You'll have to make caff's GNUPGHOME know the keys that are to be
signed, somehow. A possibility is to run multiple passes as explained
below. However if the keyring of all participants has been provided
by the KSP organizers, then --key-file can be enough:
$ caff <options> --no-download --key-file keyring.asc <ksp-annotated.txt
Note however that if keys in keyring.asc were stripped off all (non
self-)signatures, for instance if keyring.asc was created with
'--export-options export-minimal', caff won't be able to detect your
old signatures unless they are already present in its own keyring
(which should be the case if signing is never done without caff).

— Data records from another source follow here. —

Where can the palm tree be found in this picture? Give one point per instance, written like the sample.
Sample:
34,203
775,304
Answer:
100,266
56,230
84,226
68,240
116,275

Note also that if keys in keyring.asc were stripped off their
encryption subkeys (which fortunately gpg never does when exporting,
but which a zealous KSP organizer could have done manually to reduce
the file size), caff may send unencrypted mails.
* v3 keys are evil.
V3 keys (pgp 2.6x keys) are deprecated. Not only do they rely on md5 for
their fingerprint and signatures, they also use the patented IDEA algorithm
for encryption. Also, there are several attacks that make creating new keys
with the same keyid trivial. Others make it possible to create different
keys with the same fingerprint (tho the key will not actually contain valid
RSA parameters).
Because of these problems a lot of people (like caff's author) refuse to sign
v3 keys these days.
If you still want to sign v3 keys, sign v3 separately. Batch processing does
not work. See README.v3-keys.
* Use multiple passes.
Going through retrieving, signing, and mailing keys can help, e.g.:
$ xargs caff --no-sign --no-export-old --no-mail <ksp-fingerprints.txt
$ xargs caff --no-download --no-export-old --no-mail <ksp-fingerprints.txt
$ xargs caff --no-download --no-sign --no-export-old <ksp-fingerprints.txt
* If you have multiple local keys, use -u <mykey1>,<mykey2>.
$ caff -u <mykey1>,<mykey2> <keyids to sign>
* Use gpg-agent.
See README.gpg-agent.
* Use gpg-sign-args.
$CONFIG{'gpg-sign-args'} = "save";
This automatically saves the key after signing in gpg. The advantage is that
you do not have to type "save" for each key. The disadvantage is that you
cannot choose which UIDs to sign by answering "no" at the "Really sign?"
prompt any more; you will have *not* to send out some mails. (And you have
unwanted signatures lingering around in ~/.caff/gnupghome/pubring.gpg.)